3. Doubly Robust (DR) Estimators: These methods combine a learned model of the environment's dynamics or value functions with importance sampling. They typically take the form:

   $$\hat{J}_{DR}(\pi_e) \approx \text{ModelEstimate} + \text{ISCorrection}$$

   The idea is that the estimator will be accurate if either the learned model is accurate or the importance weights are accurate (specifically, unbiased). This provides some robustness against errors in either component. A common form uses a learned Q-function $\hat{Q}(s,a)$ and value function $\hat{V}(s) = \mathbb{E}_{a \sim \pi_e}[\hat{Q}(s,a)]$:

   $$\hat{J}_{DR}(\pi_e) = \frac{1}{N} \sum_{i=1}^N \sum_{t=0}^{T_i-1} \gamma^t \left( \rho_{i,t} (r_{i,t} + \gamma \hat{V}(s'_{i,t})) - \rho_{i,t-1} \hat{Q}(s_{i,t}, a_{i,t}) \right) + \hat{V}(s_{i,0})$$

   where $\rho_{i,t} = \prod_{k=0}^t \frac{\pi_e(a_{i,k}|s_{i,k})}{\pi_b(a_{i,k}|s_{i,k})}$ and $\rho_{i,-1}=1$. While potentially offering lower variance and bias, DR estimators require fitting an additional model ($\hat{Q}$ or $\hat{V}$), adding complexity.

Limitations and Practical Steps

Despite these refinements, OPE in the offline setting remains challenging:

• Weight Clipping: A common heuristic to control extreme weights is to cap them at some maximum value. This directly reduces variance but introduces bias.
• Behavior Policy Estimation: If $\pi_b$ is unknown, it must be estimated from the data (e.g., using Maximum Likelihood Estimation). This introduces another source of error.
• Support Mismatch: The most fundamental limitation is data coverage. If $\pi_e$ takes actions in states that were never (or rarely) visited or taken by $\pi_b$ in the dataset, the corresponding importance weights $\pi_e(a|s)/\pi_b(a|s)$ will be huge or infinite. No amount of clever weighting can reliably estimate performance in regions where the dataset provides no information.

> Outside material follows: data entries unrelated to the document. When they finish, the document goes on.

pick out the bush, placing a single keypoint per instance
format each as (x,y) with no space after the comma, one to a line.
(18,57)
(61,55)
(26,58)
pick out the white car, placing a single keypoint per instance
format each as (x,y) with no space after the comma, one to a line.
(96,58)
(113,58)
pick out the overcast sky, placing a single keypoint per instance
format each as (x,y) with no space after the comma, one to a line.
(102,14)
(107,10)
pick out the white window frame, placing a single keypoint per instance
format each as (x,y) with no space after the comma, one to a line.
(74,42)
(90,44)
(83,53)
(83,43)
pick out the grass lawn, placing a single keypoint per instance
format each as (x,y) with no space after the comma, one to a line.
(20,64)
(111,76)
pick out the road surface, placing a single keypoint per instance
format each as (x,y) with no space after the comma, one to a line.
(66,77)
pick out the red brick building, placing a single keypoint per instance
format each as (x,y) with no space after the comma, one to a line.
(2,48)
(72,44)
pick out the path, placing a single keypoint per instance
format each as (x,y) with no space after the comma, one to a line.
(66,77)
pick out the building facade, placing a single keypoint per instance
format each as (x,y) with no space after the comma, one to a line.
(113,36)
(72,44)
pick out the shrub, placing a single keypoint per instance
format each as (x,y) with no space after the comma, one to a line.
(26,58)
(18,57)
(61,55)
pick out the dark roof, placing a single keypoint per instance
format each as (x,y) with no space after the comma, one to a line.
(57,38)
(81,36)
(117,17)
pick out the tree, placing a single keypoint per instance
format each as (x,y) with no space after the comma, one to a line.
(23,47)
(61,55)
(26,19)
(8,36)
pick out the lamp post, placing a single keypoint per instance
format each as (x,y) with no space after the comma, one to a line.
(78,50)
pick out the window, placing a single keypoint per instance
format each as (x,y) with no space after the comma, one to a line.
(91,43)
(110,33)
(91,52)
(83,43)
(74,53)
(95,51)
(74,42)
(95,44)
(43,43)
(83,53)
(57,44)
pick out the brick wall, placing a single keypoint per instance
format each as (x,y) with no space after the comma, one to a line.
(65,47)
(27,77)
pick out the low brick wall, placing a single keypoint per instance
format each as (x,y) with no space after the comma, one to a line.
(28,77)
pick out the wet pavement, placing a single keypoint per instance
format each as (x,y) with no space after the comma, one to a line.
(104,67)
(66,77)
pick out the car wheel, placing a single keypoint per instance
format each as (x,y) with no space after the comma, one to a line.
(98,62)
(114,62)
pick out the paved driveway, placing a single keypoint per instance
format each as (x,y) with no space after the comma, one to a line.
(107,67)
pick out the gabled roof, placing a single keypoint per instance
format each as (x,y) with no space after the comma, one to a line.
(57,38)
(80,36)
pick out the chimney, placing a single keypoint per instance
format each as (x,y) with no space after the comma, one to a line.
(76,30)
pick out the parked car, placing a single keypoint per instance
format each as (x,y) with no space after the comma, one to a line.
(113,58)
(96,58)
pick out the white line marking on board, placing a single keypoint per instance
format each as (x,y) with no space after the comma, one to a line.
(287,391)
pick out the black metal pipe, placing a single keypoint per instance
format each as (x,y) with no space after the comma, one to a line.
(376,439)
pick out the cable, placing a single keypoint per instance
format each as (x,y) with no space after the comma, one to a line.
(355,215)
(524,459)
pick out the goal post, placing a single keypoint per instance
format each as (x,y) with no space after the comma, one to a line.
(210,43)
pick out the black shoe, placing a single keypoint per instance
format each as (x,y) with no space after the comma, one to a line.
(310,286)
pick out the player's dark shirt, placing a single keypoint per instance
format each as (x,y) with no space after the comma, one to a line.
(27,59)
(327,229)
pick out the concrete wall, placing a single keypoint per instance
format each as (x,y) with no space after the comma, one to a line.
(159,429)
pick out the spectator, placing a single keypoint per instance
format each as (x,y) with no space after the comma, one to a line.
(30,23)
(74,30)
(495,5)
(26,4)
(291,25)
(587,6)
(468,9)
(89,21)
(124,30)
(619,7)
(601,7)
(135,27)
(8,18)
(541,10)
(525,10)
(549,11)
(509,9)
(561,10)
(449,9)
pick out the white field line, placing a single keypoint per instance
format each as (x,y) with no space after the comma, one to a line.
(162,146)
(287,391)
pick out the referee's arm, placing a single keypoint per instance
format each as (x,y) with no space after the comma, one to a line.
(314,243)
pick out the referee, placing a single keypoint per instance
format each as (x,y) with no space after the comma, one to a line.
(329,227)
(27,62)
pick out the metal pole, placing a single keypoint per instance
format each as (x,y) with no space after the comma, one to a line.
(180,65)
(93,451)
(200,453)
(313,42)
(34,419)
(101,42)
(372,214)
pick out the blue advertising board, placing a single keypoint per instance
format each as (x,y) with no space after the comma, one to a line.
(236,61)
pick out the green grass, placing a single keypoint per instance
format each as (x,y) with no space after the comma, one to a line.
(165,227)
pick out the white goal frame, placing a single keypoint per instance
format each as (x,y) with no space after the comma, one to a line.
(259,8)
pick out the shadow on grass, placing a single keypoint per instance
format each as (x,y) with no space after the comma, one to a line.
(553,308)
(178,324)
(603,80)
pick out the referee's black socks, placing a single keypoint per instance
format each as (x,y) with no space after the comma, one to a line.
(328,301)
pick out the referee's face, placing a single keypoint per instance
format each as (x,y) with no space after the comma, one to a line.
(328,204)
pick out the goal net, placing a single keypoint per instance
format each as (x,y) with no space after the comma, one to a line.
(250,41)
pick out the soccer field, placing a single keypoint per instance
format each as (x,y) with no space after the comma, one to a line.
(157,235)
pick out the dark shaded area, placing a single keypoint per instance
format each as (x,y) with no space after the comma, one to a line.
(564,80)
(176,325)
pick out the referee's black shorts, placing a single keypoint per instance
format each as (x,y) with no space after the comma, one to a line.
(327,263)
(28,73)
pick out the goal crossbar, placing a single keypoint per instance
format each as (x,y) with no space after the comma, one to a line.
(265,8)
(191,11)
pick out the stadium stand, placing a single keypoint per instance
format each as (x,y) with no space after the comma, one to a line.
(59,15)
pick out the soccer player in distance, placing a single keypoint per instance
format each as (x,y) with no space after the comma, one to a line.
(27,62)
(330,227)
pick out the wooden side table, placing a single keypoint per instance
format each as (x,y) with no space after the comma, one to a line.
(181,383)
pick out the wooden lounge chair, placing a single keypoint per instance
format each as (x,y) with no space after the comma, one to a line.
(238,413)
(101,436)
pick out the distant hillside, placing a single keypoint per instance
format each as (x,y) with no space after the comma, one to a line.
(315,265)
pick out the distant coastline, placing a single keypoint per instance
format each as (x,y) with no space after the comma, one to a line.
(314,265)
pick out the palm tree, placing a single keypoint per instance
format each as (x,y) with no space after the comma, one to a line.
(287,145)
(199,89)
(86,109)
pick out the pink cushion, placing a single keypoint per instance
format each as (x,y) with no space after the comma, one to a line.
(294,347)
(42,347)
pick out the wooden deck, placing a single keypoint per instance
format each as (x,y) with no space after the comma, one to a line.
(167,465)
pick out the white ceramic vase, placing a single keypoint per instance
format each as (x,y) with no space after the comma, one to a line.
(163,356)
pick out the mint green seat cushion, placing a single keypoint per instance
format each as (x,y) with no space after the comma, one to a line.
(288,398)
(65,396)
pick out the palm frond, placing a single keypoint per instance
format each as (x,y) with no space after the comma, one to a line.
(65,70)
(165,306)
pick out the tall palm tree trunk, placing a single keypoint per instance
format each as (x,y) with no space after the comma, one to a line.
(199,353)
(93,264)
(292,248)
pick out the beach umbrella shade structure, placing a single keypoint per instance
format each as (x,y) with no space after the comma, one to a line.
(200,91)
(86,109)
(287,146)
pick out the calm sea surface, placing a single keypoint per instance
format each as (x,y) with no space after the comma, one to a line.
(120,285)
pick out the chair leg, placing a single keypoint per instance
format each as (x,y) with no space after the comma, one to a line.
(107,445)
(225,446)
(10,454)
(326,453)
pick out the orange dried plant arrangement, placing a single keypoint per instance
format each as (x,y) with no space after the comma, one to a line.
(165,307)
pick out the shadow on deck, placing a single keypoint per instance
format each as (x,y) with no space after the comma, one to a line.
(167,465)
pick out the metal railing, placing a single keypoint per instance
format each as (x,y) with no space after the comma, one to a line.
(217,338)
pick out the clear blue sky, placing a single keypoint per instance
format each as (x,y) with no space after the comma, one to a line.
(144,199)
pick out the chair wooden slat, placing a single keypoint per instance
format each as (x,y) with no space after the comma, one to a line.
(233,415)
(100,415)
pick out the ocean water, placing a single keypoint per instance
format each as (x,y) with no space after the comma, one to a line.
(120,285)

Off-policy evaluation techniques, particularly WIS and its variants, are valuable tools for getting an estimate of policy performance from offline data. However, their reliability is directly tied to the quality and coverage of the dataset and the similarity between the behavior and evaluation policies. The high variance and sensitivity of IS methods underscore the difficulties of learning purely offline and motivate the development of algorithms, discussed next, that explicitly constrain the learned policy or regularize value estimates to account for the limitations of the available data.